In June 1898, British newspapers reported an exciting medical story under the headline ‘Triumph in Surgery’. Their source was a case history published in that week’s edition of The Lancet. The author, Dr William Brown of Chester-le-Street, County Durham, was not a well-known figure; but for a few days, at least, he enjoyed a reputation as a pioneering surgeon.
On March 2nd, 1898, at about 4.30 P.M., when present at an auction, I was asked to attend to a boy, aged fourteen years, whose ear had been bitten off by a vicious horse.
He presented a hideous appearance, the greater portion of the pinna, together with a semi-circular flap of an inch radius from behind the ear, having been bitten off, leaving only the tragus with a quarter of an inch each of the helix and lobule.
The pinna is the external part of the ear. Almost the entire structure had been bitten off, except the little flap of tissue (the tragus) which sits just in front of the ear canal. The horse had also torn off a portion of the skin from the poor boy’s scalp, which gives some idea of how severe the injury was.
Although the case looked so hopeless (as regards disfigurement) I determined to make an attempt to save the ear, as the patient could be no worse off than he was then if the attempt failed. I asked for the ear and after about ten minutes’ search it was brought to me, having been found near the horse in the stable yard.
“Just go to the stable yard and find me an ear, would you?”

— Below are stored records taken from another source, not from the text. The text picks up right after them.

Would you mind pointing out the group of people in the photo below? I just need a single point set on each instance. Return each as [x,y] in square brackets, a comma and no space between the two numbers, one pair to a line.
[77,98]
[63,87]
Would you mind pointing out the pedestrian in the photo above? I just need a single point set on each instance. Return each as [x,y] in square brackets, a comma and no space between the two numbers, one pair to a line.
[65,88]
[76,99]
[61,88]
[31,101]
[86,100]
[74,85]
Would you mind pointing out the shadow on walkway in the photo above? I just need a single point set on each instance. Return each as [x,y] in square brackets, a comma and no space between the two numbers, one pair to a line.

It was of a dirty drab colour and the posterior flap was curled up in a roll. I had no instruments or dressing with me, and it would have taken half an hour or more to procure them, which delay would have rendered the attempt to preserve the ear useless. I therefore procured some common needles and thread and after washing the ear in warm water I proceeded to sew it on by inserting a suture above and another below, followed by three behind and three before.
Admirable initiative: the doctor made the best of the situation and performed a repair with the implements he had to hand.

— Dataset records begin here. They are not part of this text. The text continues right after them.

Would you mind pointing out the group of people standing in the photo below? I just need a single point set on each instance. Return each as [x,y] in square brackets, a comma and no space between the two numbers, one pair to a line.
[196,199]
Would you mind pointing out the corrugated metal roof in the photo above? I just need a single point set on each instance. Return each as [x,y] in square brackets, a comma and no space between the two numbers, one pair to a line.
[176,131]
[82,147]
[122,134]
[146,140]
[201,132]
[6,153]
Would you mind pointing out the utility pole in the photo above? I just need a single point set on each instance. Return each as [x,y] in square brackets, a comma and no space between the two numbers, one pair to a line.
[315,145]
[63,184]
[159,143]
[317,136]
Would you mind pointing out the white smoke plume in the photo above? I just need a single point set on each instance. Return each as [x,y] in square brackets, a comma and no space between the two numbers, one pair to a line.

The posterior flap had to be unrolled before I could stitch it and owing to the needles being straight there was great difficulty in placing the sutures in the concha and the fossa of the antihelix.
The concha is the hollow next to the ear canal; the antihelix a ridge of cartilage around it.
I then placed a roll of cotton wool behind the ear to support it, and having wrapped it in cotton wool and covered it with a silk handkerchief sent the boy home.
All this was performed in far from ideal conditions, and the doctor knew that infection would be a danger, so at the earliest opportunity he took antiseptic precautions.
As soon after as possible I removed as much of the wool as I could without disturbing the wound, and after dusting the surface with iodoform wrapped the ear in cotton-wool and Gamgee tissue.
Gamgee tissue is a surgical dressing consisting of cotton wool between two layers of gauze. Invented in 1880, it is still in production today.
Five days after the injury the doctor changed the dressings. Another three days later he did so again, this time also removing the stitches.
On the 14th a small portion of the lobe sloughed away. On the 16th the patient looked rather anaemic and felt weak, so he was given a mixture containing sulphate of quinine and tincture of perchloride of iron.
The quinine was an effective means of reducing the patient’s temperature; the perchloride of iron (iron [II] chloride) was used as a disinfectant and antiseptic.
The same treatment was adopted throughout, the dressings being renewed every second or third day until April 7th, when they were allowed to remain on until the 12th, when the ear was completely healed and presented the appearance shown in Fig. 2.
The patient’s diet consisted of plain food, together with Bovril, beef tea, and eggs. He is a healthy, intelligent lad, who has survived several accidents, his body being covered with scars from burns. On one occasion it was necessary to transplant six skin-grafts from the calf of his leg to his thigh to replace skin which had been destroyed by burns.
Skin grafting, which was practised in ancient India and described in medical texts more than 2000 years ago, only reached mainstream Western surgery in the second half of the nineteenth century. It sounds as if this unfortunate young man was something of a pioneer, at least in the extent of the grafting he had undergone.
This case, I consider, shows what valuable results may be brought about by antiseptic treatment and making prompt use of whatever comes handy when the proper instruments, &c., are not available.
By any standards this was a remarkable case – so much so that in an article published in 1965, more than sixty years later, the great Scottish plastic surgeon Thomas Gibson described it as ‘one of the largest successful restitutions on record’. Gibson was writing at a time when more and more surgeons were starting to employ the microscope in the operating theatre, making it possible to suture tissues with unprecedented precision. The microsurgery revolution enabled surgeons to salvage fingers, toes and entire limbs that would previously have been chalked up in the column marked ‘accidental amputations’. In that context, it is pretty astounding that one of the great feats of plastic surgery was achieved in less than sanitary conditions, at a livestock auction in rural England.